Hazchem - Not classified as a dangerous good for road or rail transport.
2. Concentration of Active Constituent : 100 g/L
3. Formulation : Oil in water emulsion (E.W.)
4. Poison Schedule : 5
5. Trade name : Wildcat S - Aventis
6. Product Colour : Light to dark brown liquid.
7. Product Flammability : Non-flammable
11. Registered Crop(s) : Wheat.
15. Mode of Action : Foliar absorption, limited translocation, Post emergent
Rate Variations :
Rates Selection : Lower rates apply generally 3-6 weeks post sowing when cereal usually 2 leaf to early tillering (Z12 - Z22). Higher rates apply up to 10 weeks after sowing to actively growing weeds up to mid tillering (Z22 - Z24).
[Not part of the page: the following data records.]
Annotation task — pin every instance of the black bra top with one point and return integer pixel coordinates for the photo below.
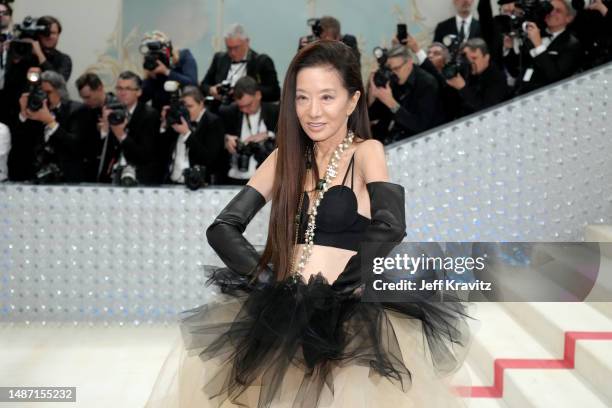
(338, 224)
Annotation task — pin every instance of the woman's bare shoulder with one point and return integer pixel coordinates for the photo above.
(263, 179)
(371, 161)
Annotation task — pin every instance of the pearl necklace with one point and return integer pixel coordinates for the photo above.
(322, 186)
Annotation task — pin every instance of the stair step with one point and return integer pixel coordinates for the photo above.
(549, 388)
(549, 322)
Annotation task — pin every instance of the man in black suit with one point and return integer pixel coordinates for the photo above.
(553, 57)
(248, 122)
(486, 85)
(132, 146)
(45, 141)
(408, 104)
(237, 62)
(197, 142)
(463, 25)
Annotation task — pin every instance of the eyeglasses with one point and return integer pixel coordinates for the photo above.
(121, 88)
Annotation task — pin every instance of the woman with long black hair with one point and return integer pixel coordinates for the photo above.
(288, 327)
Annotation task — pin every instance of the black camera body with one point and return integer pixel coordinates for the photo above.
(534, 11)
(458, 64)
(195, 177)
(383, 74)
(177, 109)
(154, 51)
(317, 30)
(118, 111)
(31, 29)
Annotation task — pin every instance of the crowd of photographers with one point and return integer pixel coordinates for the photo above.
(169, 127)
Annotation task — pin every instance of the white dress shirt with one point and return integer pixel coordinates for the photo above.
(468, 24)
(180, 157)
(257, 125)
(5, 148)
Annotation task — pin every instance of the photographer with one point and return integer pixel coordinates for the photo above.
(486, 85)
(250, 125)
(328, 28)
(408, 103)
(163, 62)
(195, 141)
(554, 57)
(95, 147)
(593, 28)
(463, 25)
(45, 138)
(239, 61)
(134, 158)
(433, 61)
(45, 51)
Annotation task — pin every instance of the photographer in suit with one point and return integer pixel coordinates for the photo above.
(45, 144)
(239, 61)
(593, 28)
(95, 148)
(133, 156)
(408, 104)
(463, 25)
(250, 126)
(197, 142)
(486, 85)
(163, 62)
(554, 56)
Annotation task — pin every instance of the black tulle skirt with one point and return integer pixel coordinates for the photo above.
(300, 344)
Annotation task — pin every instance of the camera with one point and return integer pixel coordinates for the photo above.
(195, 177)
(315, 26)
(154, 51)
(458, 64)
(118, 111)
(534, 11)
(36, 95)
(124, 175)
(30, 28)
(383, 74)
(47, 171)
(177, 109)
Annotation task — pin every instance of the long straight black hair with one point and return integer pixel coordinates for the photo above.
(293, 144)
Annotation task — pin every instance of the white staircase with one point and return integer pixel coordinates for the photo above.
(533, 341)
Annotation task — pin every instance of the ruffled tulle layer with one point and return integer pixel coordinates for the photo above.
(299, 344)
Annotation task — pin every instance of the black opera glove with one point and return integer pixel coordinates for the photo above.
(225, 233)
(385, 232)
21a. Effect on Clover Species : Nil effects.
21c. Effect on Lucerne : Nil.
22. Soil Moisture at Application :
DRY - Avoid.
MOIST - Ideal.
23. Frost Effects : Continuous severe frosts slow the speed of action.
24. Frost Free Days Required After Application :
25. Effect of Application Water Quality on Herbicide :
The active constituent is very unstable in alkaline conditions. The purer the water the slower the breakdown. Avoid muddy water.
26. Recommended Water Volume : 50 - 150 L/ha boom, 25 - 30 L/ha aircraft, steady cross wind and swath width of 15 - 18 m. Aim for droplet size of 200-300 microns.
27. Nozzle Type : 1100 nozzles T11002-T11003 or similar.
28. Recommended Nozzle Pressure : 280 - 300 kPa (40 - 43.5 psi)
30. Recommended Wetter : None, the addition of wetting agents do not increase the level of weed control when added to recommended rates under normal growing conditions.
31. Other Additives : None.
32. Rain Fastness : 4 hours.
33. Time Interval Before Effect is Noticed : 14 - 28 days, depending on climatic conditions.
34. Plant Symptoms : First visible symptoms appear 2 - 3 days after application with a cessation of growth; new leaves or secondary roots are no longer formed. Chlorosis begins in the young leaves then necrosis spreads over the leaves and shoot, slowly killing the whole plant.
35. Effect of Herbicide/Disease Interaction on Crop :
36. Withholding Period : 110 days.
37. Plant-Back Period : Wheat, Oats, Barley - 3 weeks; Corn, Sorghum - 10 weeks.
38. Spray Tank Clean-Up : Water and detergent.
39. Other Comments : Do NOT apply with boomless jets or misters.